El plan de mantenimiento tiene sentido si usás la bici o el scooter como transporte principal. Ahí conviene una revisión cada cierta cantidad de kilómetros, con ajuste de transmisión, control de frenos, revisión de rodamientos y chequeo de batería en el caso de los eléctricos. No es magia: es evitar que un problema de veinte minutos se transforme en un cambio de pieza caro.
La revisión completa se justifica cuando compraste usado, cuando el vehículo estuvo parado mucho tiempo, o cuando venís notando varias cosas juntas sin saber bien de dónde vienen.
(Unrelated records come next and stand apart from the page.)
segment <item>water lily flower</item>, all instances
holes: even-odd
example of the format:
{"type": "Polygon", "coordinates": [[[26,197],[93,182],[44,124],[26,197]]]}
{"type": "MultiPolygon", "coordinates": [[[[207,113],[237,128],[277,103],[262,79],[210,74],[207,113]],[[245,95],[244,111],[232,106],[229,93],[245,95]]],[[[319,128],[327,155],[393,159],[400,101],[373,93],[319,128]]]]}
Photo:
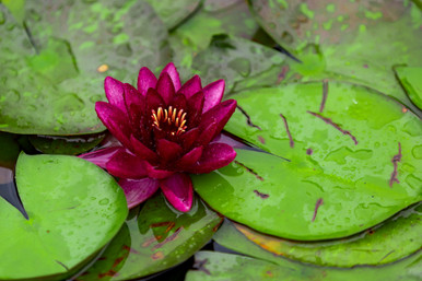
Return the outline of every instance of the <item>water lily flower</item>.
{"type": "Polygon", "coordinates": [[[194,197],[189,174],[210,173],[236,156],[231,145],[218,142],[236,102],[221,102],[223,80],[202,87],[195,75],[181,85],[173,63],[159,79],[141,68],[137,86],[105,79],[108,103],[97,102],[95,110],[121,145],[81,157],[120,178],[129,208],[161,188],[174,208],[187,212],[194,197]]]}

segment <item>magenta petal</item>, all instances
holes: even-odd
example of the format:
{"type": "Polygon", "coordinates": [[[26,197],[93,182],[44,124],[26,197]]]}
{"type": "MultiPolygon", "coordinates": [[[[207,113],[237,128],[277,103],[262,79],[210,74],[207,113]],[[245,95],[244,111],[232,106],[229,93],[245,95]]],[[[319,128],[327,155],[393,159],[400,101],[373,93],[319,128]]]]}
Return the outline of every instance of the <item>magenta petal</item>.
{"type": "Polygon", "coordinates": [[[119,150],[107,162],[106,169],[116,177],[143,178],[148,175],[144,160],[125,151],[119,150]]]}
{"type": "Polygon", "coordinates": [[[138,91],[145,95],[150,87],[155,87],[156,78],[148,68],[141,68],[138,75],[138,91]]]}
{"type": "Polygon", "coordinates": [[[180,160],[177,161],[176,163],[177,167],[183,171],[192,166],[201,157],[202,151],[203,151],[202,147],[192,149],[191,151],[183,155],[180,160]]]}
{"type": "Polygon", "coordinates": [[[188,212],[192,207],[194,187],[186,174],[174,174],[160,182],[161,189],[168,202],[180,212],[188,212]]]}
{"type": "Polygon", "coordinates": [[[156,152],[164,163],[178,157],[181,153],[181,147],[173,141],[160,139],[156,141],[156,152]]]}
{"type": "Polygon", "coordinates": [[[201,90],[201,79],[198,75],[195,75],[180,87],[178,93],[184,94],[186,98],[189,98],[201,90]]]}
{"type": "Polygon", "coordinates": [[[91,163],[94,163],[98,167],[105,168],[106,163],[113,157],[113,155],[115,155],[115,153],[118,150],[122,150],[122,148],[121,147],[106,148],[103,150],[96,150],[93,152],[81,154],[78,157],[84,159],[86,161],[90,161],[91,163]]]}
{"type": "Polygon", "coordinates": [[[169,62],[164,69],[163,71],[161,72],[160,75],[162,75],[163,73],[167,73],[169,75],[169,78],[172,79],[173,81],[173,85],[175,87],[175,91],[177,92],[179,89],[180,89],[180,77],[179,77],[179,73],[177,72],[177,69],[176,67],[174,66],[173,62],[169,62]]]}
{"type": "Polygon", "coordinates": [[[232,117],[234,110],[236,110],[236,101],[228,99],[225,101],[202,115],[202,121],[200,124],[201,130],[207,129],[211,122],[216,122],[215,134],[216,137],[224,128],[225,124],[228,121],[230,117],[232,117]]]}
{"type": "Polygon", "coordinates": [[[194,174],[206,174],[228,165],[236,157],[233,148],[225,143],[212,142],[204,148],[201,159],[189,168],[194,174]]]}
{"type": "Polygon", "coordinates": [[[223,98],[225,82],[224,80],[218,80],[208,84],[202,91],[204,94],[204,102],[202,113],[208,112],[215,105],[220,104],[223,98]]]}
{"type": "Polygon", "coordinates": [[[121,112],[127,113],[124,98],[124,83],[114,78],[107,77],[104,80],[104,90],[108,102],[121,112]]]}
{"type": "Polygon", "coordinates": [[[105,102],[96,102],[95,112],[112,134],[115,136],[116,139],[118,139],[125,147],[130,148],[130,124],[122,112],[105,102]]]}
{"type": "Polygon", "coordinates": [[[172,79],[167,73],[162,73],[159,78],[159,82],[156,82],[156,91],[163,97],[166,104],[173,99],[175,94],[175,87],[172,79]]]}
{"type": "Polygon", "coordinates": [[[132,151],[140,159],[146,160],[148,162],[156,162],[159,161],[159,155],[150,150],[145,144],[140,142],[137,138],[130,136],[130,143],[132,144],[132,151]]]}
{"type": "Polygon", "coordinates": [[[169,177],[175,172],[173,171],[166,171],[166,169],[156,169],[154,166],[152,166],[150,163],[145,162],[146,173],[148,176],[151,178],[157,178],[163,179],[166,177],[169,177]]]}
{"type": "Polygon", "coordinates": [[[159,180],[144,177],[141,179],[122,178],[119,180],[125,191],[128,208],[131,209],[145,201],[159,189],[159,180]]]}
Ahí se desarma, se limpia, se mide desgaste y se decide con datos. Es el formato más largo y el que menos sorpresas deja después.
Un detalle que casi nadie tiene en cuenta: el lugar donde guardás la bici o el scooter cambia bastante el formato que te conviene. Un patio con humedad y sin techo castiga más la cadena y los cables que un departamento seco. Si guardás afuera, la revisión periódica deja de ser un lujo y pasa a ser parte del uso normal.